Gardening 101: A Winter Squash With a Summer Soul

Thin-skinned delicata squash rivals the richness of butternut, without all the fuss.
gardening 101

I’ve never prepared a butternut squash without nearly impaling myself on my kitchen knife. Butternuts have a skin that defies you to remove it. The flavor of the squash, once you ultimately get there, is as buttery and nutty as its name implies, but, for crying out loud, getting there is more than my nerves can stand.

Had I had the good sense to watch Executive Food Editor Kemp Minifie’s video demonstration on simplifying the butternut-prep process before Stephen and I planted this year, there may have been more of those big boys in our garden mix. But, I decided, my days of squash wrangling were over. Give me a winter squash whose skin is thin enough to eat, yet which has all the rich flavor of the classic butternut. And, at Stephen’s suggestion, along came the heirloom Cucurbita pepo ‘Delicata’.

It’s a beauty of a squash: The typical delicata has an oblong creamy-yellow body with green stripes and weighs in at a pound or two when mature. (A variety called Sweet Dumpling has a more flattened shape.) Delicata vines snake along the garden, but with fruit sized at six to eight inches—smaller than some winter varieties—you can train the plants up a trellis to save space. That said, they still need room to sprawl (and produce about five to seven squash per vine). Give each plant two feet on either side. This is think-ahead squash. At 100 days to maturity, it’s not a last-minute garden decision. But it’s one, if made, that you’ll be thankful for.

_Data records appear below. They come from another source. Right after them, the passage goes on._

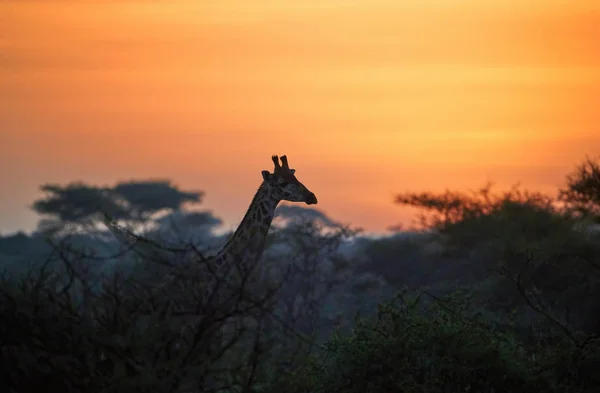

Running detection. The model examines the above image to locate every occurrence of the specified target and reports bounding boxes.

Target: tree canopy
[559,156,600,219]
[31,180,203,229]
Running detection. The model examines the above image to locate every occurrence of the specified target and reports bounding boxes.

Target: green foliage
[281,291,600,393]
[288,292,535,393]
[393,168,600,336]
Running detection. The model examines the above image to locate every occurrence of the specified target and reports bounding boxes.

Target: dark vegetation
[1,157,600,392]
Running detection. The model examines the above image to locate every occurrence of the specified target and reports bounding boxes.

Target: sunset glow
[1,0,600,233]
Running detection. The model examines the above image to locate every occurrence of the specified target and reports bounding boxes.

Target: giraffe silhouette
[190,154,318,388]
[203,154,317,297]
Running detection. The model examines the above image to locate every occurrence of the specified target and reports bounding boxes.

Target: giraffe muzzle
[305,192,318,205]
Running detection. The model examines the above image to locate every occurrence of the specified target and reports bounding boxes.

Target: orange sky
[1,0,600,234]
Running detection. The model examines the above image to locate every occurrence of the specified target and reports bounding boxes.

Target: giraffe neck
[213,183,280,271]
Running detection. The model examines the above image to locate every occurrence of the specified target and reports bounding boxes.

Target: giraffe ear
[261,170,272,182]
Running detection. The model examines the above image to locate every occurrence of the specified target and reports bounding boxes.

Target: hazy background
[2,0,600,234]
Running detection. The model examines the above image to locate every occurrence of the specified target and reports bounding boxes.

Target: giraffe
[180,154,317,388]
[204,154,318,298]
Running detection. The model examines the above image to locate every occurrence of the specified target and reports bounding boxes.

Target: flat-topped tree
[31,180,203,231]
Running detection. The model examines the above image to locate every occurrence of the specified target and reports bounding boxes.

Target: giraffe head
[261,155,318,205]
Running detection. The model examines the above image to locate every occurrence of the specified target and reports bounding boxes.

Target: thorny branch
[1,217,352,392]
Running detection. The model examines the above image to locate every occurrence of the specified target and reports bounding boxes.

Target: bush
[281,291,600,393]
[0,229,280,392]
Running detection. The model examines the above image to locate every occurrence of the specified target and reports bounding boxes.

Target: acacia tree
[31,180,204,232]
[390,158,600,337]
[559,156,600,220]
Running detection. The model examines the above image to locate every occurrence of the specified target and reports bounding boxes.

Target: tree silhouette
[112,180,203,220]
[559,156,600,220]
[31,180,203,231]
[32,183,126,223]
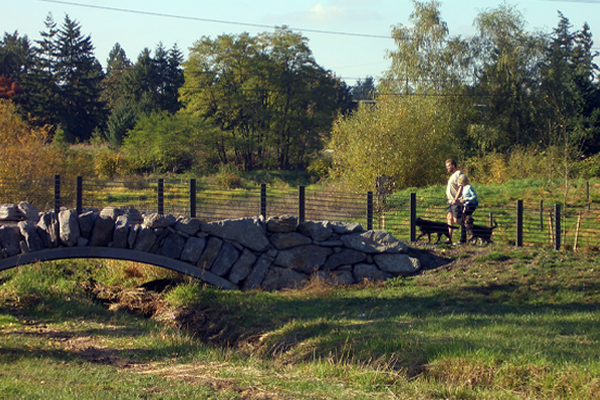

The flesh of the delicata is golden and sweet, with a light, fine texture. (As their names imply, the Sugar Loaf and Honey Boat varieties amp up the sweetness.) One of the simplest ways to eat it—roasted, sliced, and perched atop a plate of fresh greens and sprinkled with nuts and a drizzle of olive oil—is, for me, one of the most satisfying. You can throw yourself headlong at fall with a side dish of delicata squash with roasted mushrooms and thyme, or—as chef Peter Hoffman does at his New York restaurant Back Forty—treat it to a light tempura batter.

I’m not saying that in growing delicata we didn’t have to deal with the evil squash bugs and vine borers that all members of the cucurbit family are subject to. There will always be plenty of bug-squishing where squash lives. It’s also prone to powdery mildew, which you can help to avoid by giving your squash plants well-drained soil (and avoid watering the plant’s foliage; stick to the stem area).

Yet there’s something more vibrant about a delicata when it begins to poke from beneath a leaf around this time of year. Maybe it’s the unabashed look of August in its yellow and green stripes that helps me cling to summer, when a glimpse at the pumpkin-y shades of the butternut gives me a flashback to Thanksgiving dinners and steaming bowls of squash soup. I’m not going gentle into that good season. Not yet.